As predictable as ever, the Iranian regime has denied all allegations made against it. The Foreign Ministry has even said that the United States is fabricating claims. A spokesperson of the Iranian foreign ministry said: “The United States […] has made, as is its habit, baseless accusations against the Islamic republic which we strongly reject. […] Such incorrect and false accusations are due solely to enmity towards the Iranian nation and are intended to deflect international attention from its own broken commitments and continued support for the Zionist regime’s chemical arsenal and for terrorist groups.” It promised that it would provide the OPWC with a full response.
During the Iran-Iraq war, the Iranian regime was involved in several chemical atrocities and it has tried to pin the blame on the main opposition group, the People’s Mojahedin of Iran (PMOI/MEK).
More than 3,000 civilians died in a chemical attack in Halabja at the end of the war.
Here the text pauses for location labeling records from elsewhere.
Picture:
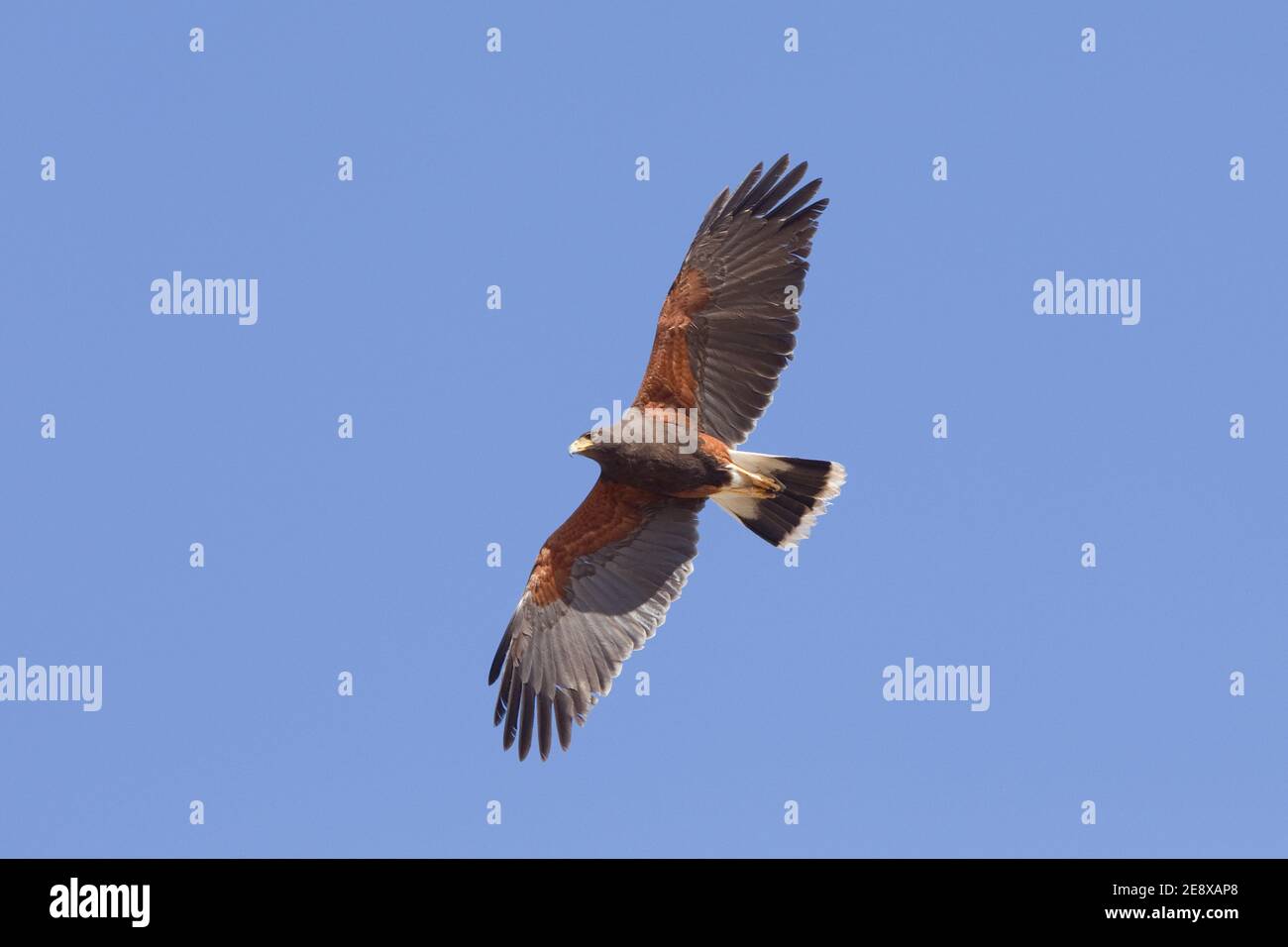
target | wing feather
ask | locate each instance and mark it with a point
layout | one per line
(726, 328)
(599, 590)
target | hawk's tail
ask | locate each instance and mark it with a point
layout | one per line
(802, 489)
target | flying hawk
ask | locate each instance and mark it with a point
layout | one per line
(603, 581)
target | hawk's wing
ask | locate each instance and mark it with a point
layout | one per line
(599, 589)
(728, 324)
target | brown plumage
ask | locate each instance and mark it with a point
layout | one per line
(604, 579)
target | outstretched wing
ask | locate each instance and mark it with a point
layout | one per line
(728, 324)
(599, 589)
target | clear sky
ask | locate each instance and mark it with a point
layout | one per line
(518, 169)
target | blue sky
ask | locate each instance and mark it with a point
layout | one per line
(518, 169)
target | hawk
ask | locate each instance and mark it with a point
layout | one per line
(604, 579)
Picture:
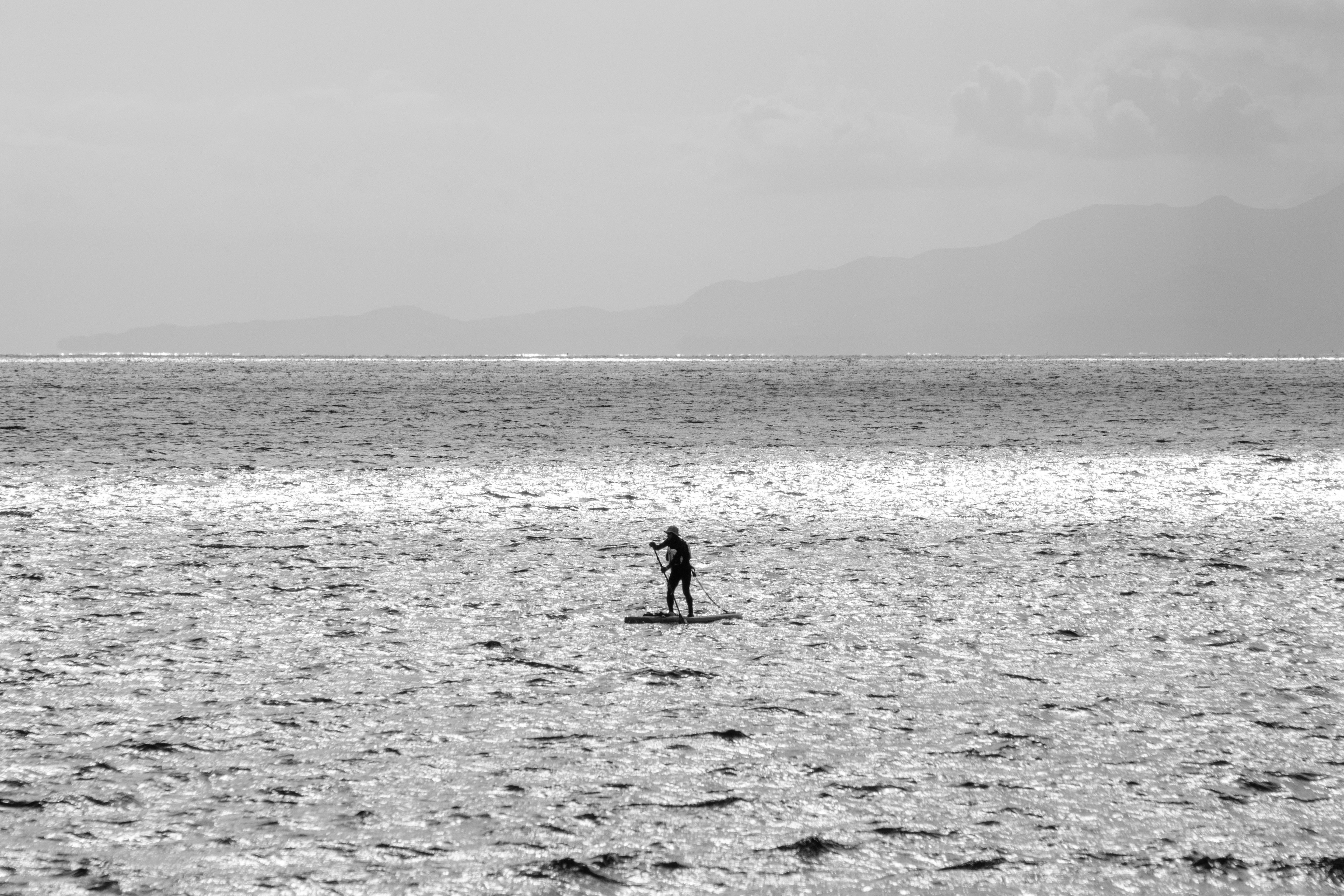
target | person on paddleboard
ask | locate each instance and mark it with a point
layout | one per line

The largest such attack against civilians in modern history. The Iranian regime was trying to get rid of Kurdish dissidents and it managed to convince many that Saddam Hussein ordered it.
However, a French jurist and lawyer to the former Iraqi head of state, Emmanuel Ludot, revealed: “The Iranian ambassador told me [to] say Iranians did not gas the Kurds … [that] this was the work of the MEK.” In an interview, he realised that there could be grave consequences for him in speaking about the situation, but nevertheless said that an Iranian ambassador had asked him to make an agreement. Ludot said the ambassador wanted him to “say that Saddam didn’t attack the Kurds with [chemical] gas and you say that the Iranians didn’t attack the Kurds with gas”. He was then asked to “present a case that the PMOI has used these gases against the Kurds”.